On les rejoint directement sur place, à 23 heures. Lorsqu’on arrive (la rédactrice et moi), les gendarmes finissent de se rassembler. Le parking de l’Echo est désert. Il fait un froid de chien. Deux voitures tentent de sortir en rasant les murs. La brigade les arrête et les passe au peigne fin.

Et c’est parti. Un groupe entre dans le premier immeuble. L’ambiance est particulièrement détendue. Malgré quelques balayages des façades à la lampe de poche avant de passer sous un hall… A aucun moment je les ai sentis convaincus qu’ils trouveraient quoi que ce soit. Ils se dirigent vers les cages d’escalier. Au rez-de-chaussée, une porte en bois dont la serrure a sauté donne sur une fosse d’évacuation. Deux hommes du groupement d’intervention descendent au fond. Mais en ressortent bredouille. Les visites des blocs se suivent et se ressemblent. Les cages d’escalier sont sales, jonchées de mégots et autres détritus. Avec un chien, la fouille aurait été plus efficace. Le problème, c’est que le maître-chien n’a pas trouvé sa route. Et arrive à 23h40, alors que l’autorisation signée par le procureur court jusqu’à minuit. Il ne participera pas à l’intervention.

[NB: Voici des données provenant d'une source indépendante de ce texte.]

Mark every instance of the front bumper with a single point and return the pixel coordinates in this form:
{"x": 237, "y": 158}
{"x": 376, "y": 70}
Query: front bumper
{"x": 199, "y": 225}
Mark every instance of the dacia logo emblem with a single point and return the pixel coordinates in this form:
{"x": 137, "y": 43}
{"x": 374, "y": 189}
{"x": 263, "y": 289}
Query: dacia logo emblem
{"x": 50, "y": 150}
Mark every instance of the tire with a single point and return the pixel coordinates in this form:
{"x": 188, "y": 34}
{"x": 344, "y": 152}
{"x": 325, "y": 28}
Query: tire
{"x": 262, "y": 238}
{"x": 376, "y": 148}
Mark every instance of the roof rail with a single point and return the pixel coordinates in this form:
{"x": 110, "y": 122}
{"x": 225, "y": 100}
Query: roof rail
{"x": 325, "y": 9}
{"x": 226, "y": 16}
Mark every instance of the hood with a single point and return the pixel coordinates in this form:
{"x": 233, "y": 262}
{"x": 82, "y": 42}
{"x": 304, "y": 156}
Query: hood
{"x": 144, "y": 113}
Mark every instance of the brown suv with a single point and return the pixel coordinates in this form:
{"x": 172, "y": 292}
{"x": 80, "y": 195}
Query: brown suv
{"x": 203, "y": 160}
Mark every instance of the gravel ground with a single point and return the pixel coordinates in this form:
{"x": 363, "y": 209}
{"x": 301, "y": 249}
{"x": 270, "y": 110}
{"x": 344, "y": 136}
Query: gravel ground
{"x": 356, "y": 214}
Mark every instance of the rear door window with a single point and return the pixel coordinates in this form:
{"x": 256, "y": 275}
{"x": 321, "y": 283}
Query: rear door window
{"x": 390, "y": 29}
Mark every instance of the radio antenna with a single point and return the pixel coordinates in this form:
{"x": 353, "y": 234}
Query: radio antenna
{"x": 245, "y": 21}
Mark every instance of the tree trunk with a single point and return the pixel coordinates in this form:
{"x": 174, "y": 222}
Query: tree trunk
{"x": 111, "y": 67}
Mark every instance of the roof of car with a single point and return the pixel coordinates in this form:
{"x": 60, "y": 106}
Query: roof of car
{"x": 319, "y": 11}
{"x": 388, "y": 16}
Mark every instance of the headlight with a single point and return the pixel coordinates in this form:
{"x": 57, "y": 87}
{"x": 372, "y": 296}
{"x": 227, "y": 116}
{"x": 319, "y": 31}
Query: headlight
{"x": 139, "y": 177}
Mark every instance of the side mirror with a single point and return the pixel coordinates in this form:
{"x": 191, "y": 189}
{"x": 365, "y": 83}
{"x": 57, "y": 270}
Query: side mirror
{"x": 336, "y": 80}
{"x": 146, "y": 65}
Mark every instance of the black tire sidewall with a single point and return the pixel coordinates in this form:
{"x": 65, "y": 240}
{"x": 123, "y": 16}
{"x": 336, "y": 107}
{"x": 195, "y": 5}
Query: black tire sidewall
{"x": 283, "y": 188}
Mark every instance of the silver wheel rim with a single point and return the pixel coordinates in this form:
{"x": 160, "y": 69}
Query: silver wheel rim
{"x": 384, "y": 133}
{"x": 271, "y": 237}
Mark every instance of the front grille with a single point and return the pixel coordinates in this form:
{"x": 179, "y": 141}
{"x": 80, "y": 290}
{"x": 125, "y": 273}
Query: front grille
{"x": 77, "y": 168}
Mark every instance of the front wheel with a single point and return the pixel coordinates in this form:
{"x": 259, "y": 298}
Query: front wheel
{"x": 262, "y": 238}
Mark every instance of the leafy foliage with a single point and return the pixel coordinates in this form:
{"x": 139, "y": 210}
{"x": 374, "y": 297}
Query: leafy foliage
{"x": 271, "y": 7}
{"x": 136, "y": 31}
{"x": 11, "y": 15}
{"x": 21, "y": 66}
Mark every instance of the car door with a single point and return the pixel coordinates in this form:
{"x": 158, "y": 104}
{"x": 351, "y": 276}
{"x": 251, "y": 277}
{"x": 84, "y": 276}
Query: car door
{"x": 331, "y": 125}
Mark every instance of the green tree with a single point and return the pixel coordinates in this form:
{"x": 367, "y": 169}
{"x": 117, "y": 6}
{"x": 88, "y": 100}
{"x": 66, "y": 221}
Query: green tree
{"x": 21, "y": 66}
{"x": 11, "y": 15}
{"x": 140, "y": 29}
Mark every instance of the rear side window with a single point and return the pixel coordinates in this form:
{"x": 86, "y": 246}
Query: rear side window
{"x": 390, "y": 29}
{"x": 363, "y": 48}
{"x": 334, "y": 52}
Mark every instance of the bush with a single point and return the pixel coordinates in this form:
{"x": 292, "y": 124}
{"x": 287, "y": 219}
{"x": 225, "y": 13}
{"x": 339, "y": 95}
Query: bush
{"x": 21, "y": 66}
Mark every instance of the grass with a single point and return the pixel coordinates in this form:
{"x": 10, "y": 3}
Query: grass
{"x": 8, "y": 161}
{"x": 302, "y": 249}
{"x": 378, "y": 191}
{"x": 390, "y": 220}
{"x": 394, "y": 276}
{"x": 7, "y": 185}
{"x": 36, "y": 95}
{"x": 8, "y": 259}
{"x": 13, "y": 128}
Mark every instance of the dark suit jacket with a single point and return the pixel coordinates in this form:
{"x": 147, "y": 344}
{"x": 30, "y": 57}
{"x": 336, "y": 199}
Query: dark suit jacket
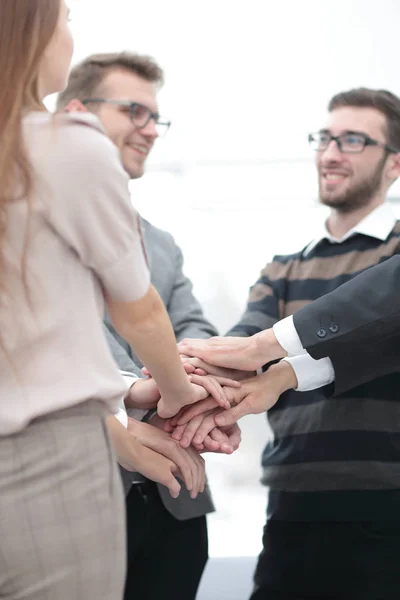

Pendant ce temps là, dans un quartier voisin, d’autres gendarmes auront surpris un paumé qui fumait son joint. Il leur a donné ce qu’il avait. Même pas assez pour le placer en garde à vue.

Autant je trouve normal qu’ils mènent une lutte sans merci contre toute forme de trafic, autant je ne comprends pas l’intérêt de ces opérations « coup de poing ». Le chef de peloton a beau nous expliquer que c’est pour montrer qu’ils sont présent, gêner le trafic ordinaire, je reste convaincu que déployer autant de forces pour un si faible résultat ne peut que les décrédibiliser… et conforter les trafiquants dans leur sentiment d’impunité.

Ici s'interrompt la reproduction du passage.